マリンバだけでなく学校の木琴も使って演奏してくださったことで、子どもたちの木琴に対する見方が変わるのではないかと思う。

(まとめ)

☆子どもたちがいかに楽しんでくれるかを熟考した、素晴らしいプログラム構成だったと思う。

☆3クラス続けては体力的にとても大変だと思うが、それを感じさせず、ずっと笑顔でいるお二人のアウトリーチ活動にかける情熱が感じられた。

サポーター水野美紀子 観察レポートより

プロフィール

浜まゆみ  Hama Mayumi (マリンバ)
桐朋学園大学音楽学部演奏学科打楽器科マリンバ専攻を首席で卒業。同大学研究科修了後、アメリカミシガン大学打楽器科大学院留学。1999年、第2回世界マリンバコンクール第2位。これまでに東京交響楽団との共演、Percussive Arts Society コンベンション(テキサス、米国)“Time for Marimba”にて招聘演奏・パネリストとして出席。

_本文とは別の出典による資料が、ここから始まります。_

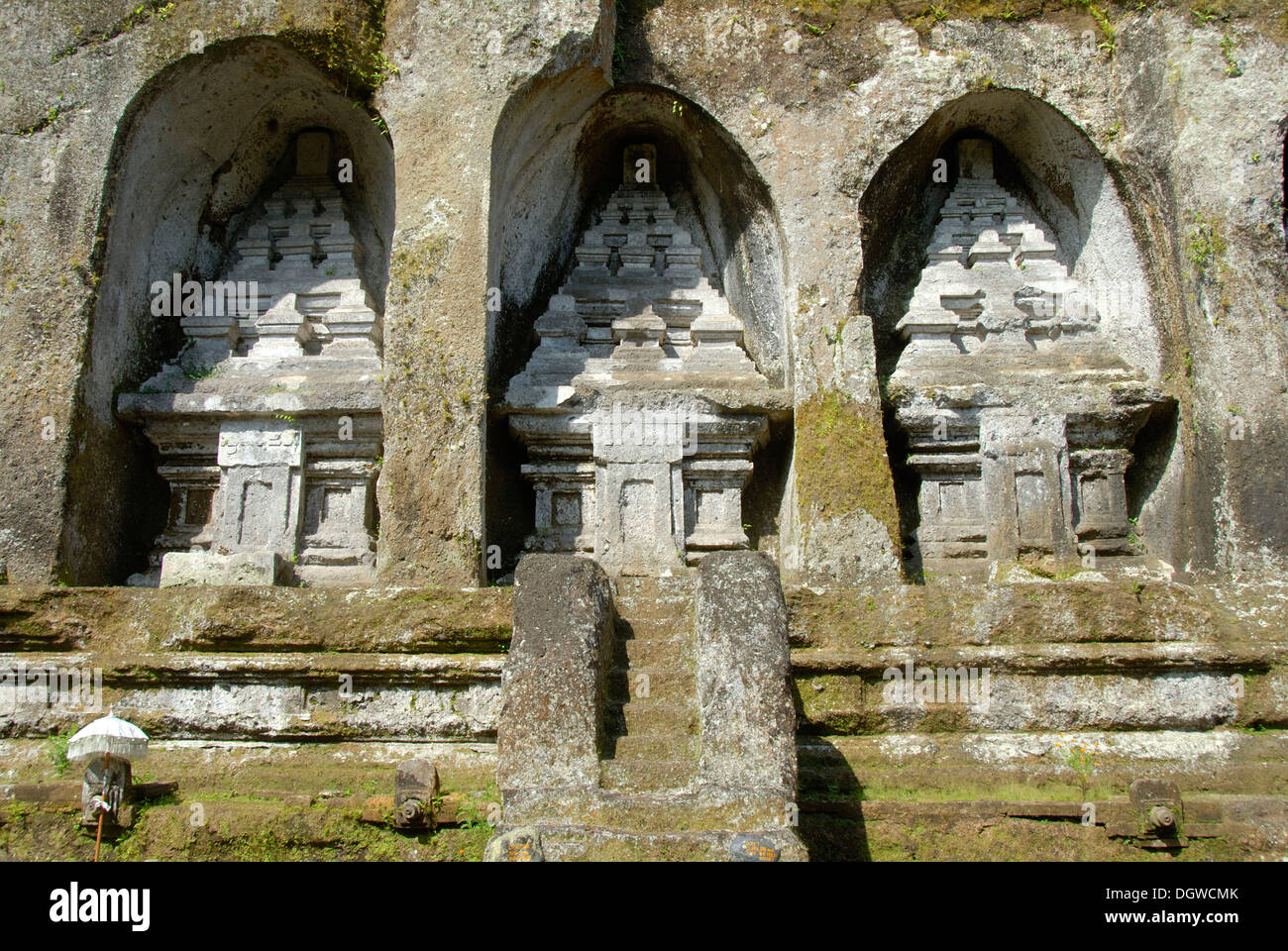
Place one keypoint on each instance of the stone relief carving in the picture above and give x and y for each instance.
(268, 424)
(640, 409)
(1020, 418)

The University of California Davis(米国),チアパス州立芸術科学大学(メキシコ)、The University of Michigan(米国), California State University, Fresno(米国), Denison University(米国)にて演奏・マスタークラスを行う。第1回ラテンアメリカマリンバコンクールにて審査委員を務める。国内外で演奏活動を行なう傍らでトークを交えながら幅広い層に親しめるサロンコンサートも行なっている。